Bonfirraro Editore sabato 29 ottobre presenta il libro IL CASO SPEZIALE cronaca di un errore giudiziario di Simone Nastasi. La presentazione è prevista per le ore 18,30 presso i locali di SPAZIO ROMA in viale di Tor di Quinto 57/b a ROMA.
Sarà presente l’autore Simone Nastasi. Interverranno, inoltre, Salvo Bonfirraro, editore; Giuseppe Lipera, avvocato difensore Antonino Speziale; Lorenzo Contucci. Moderatore il giornalista di Radio Manà Manà Sport Enrico Pedone.
È veramente Antonino Speziale l’assassino di Filippo Raciti? Il libro, pubblicato da Bonfirraro editore, che racconta il caso Speziale nasce come risposta a questa domanda. La verità giudiziaria è che l’ispettore, morto il 2 di febbraio del 2007, sia stato ucciso a colpi di sottolavello da un ragazzo che all’epoca dei fatti aveva diciassettenne anni, Antonino Speziale in concorso con un’altra persona.
Nel corso del processo, Antonino, verrà condannato per omicidio preterintenzionale, in primo grado, alla pena di 14 anni che poi, in sede di Appello, verranno ridotti ad otto. La Cassazione, nel novembre del 2012, confermerà il verdetto di condanna e la sentenza diventerà immediatamente esecutiva: per Antonino Speziale si riapriranno le porte del carcere. La vicenda giudiziaria si è ormai conclusa ma i dubbi restano. Ad alimentarli sarà proprio la lettura di quegli atti processuali, sulla base dei quali l’imputato è stato condannato in via definitiva. Quegli atti, che fino ad oggi, nessuno tra i lettori ha avuto la possibilità di leggere, perché non sono mai stati resi pubblici. Lo saranno adesso, perché attraverso la lettura di questo libro, che ripercorre le tappe della vicenda giudiziaria, il lettore potrà finalmente venire a conoscenza di che cosa sia stato partorito durante il processo. La speranza per chi scrive è che il lettore riesca ad esercitare il suo sacrosanto diritto: di farsi una propria, libera e completa opinione.
Dalla prefazione di Lorenzo Contucci:
Si sentiva il bisogno di un libro sulla morte dell’Ispettore Raciti?
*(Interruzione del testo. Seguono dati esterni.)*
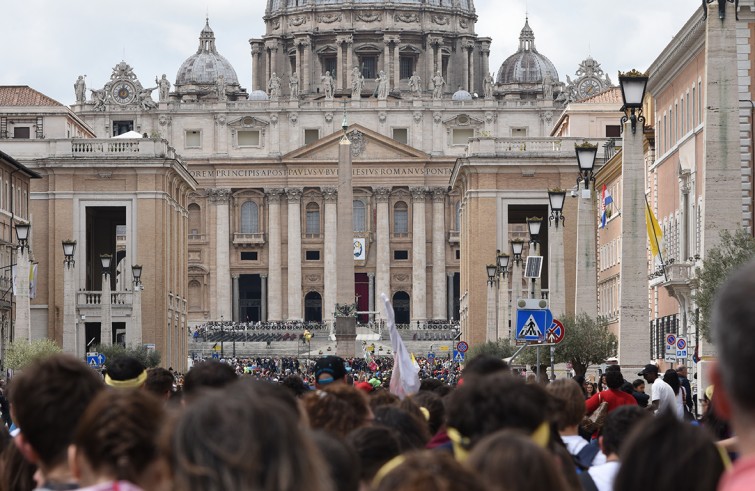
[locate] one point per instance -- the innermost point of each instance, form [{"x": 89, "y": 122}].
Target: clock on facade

La risposta, almeno la mia, è sì. Lo dico con convinzione, perché ritengo che – al di là di sentenze che in uno Stato democratico si debbono senz’altro osservare ma che altrettanto indubitabilmente si possono anche criticare – vi siano dei casi che vadano raccontati, in guisa che il lettore possa farsi una opinione propria.
Senza alcun valore giuridico, sia chiaro, ma pur sempre un’opinione: la cronaca è piena zeppa di casi definitivamente giudicati dalla Corte di Cassazione che, una volta riaperti, hanno poi visto l’assoluzione di imputati che – da innocenti – hanno trascorso anni nelle patrie galere, aiutati solo dai propri avvocati che hanno creduto nelle loro parole.
Sgombriamo il campo sin da subito, con una premessa inequivocabile: la morte dell’Ispettore Raciti è la conseguenza di comportamenti che non dovrebbero trovare spazio nelle competizioni sportive. L’assioma è infatti semplice: qualunque sia stata la causa del decesso, ciò non si sarebbe verificato se gli spettatori si fossero comportati correttamente.
Se questo, a livello morale, può bastare per far ricadere la responsabilità dell’accaduto, in modo collettivo, sugli ultras del Catania che hanno partecipato ai disordini, ciò non può invece essere sufficiente per il giornalista d’inchiesta, per l’avvocato e, in qualche maniera, anche per il giudice che debbono, ciascuno nel proprio ruolo, stabilire chi ha fatto cosa, al di là di giudizi di natura morale che possono solo costituire la coloritura di un episodio.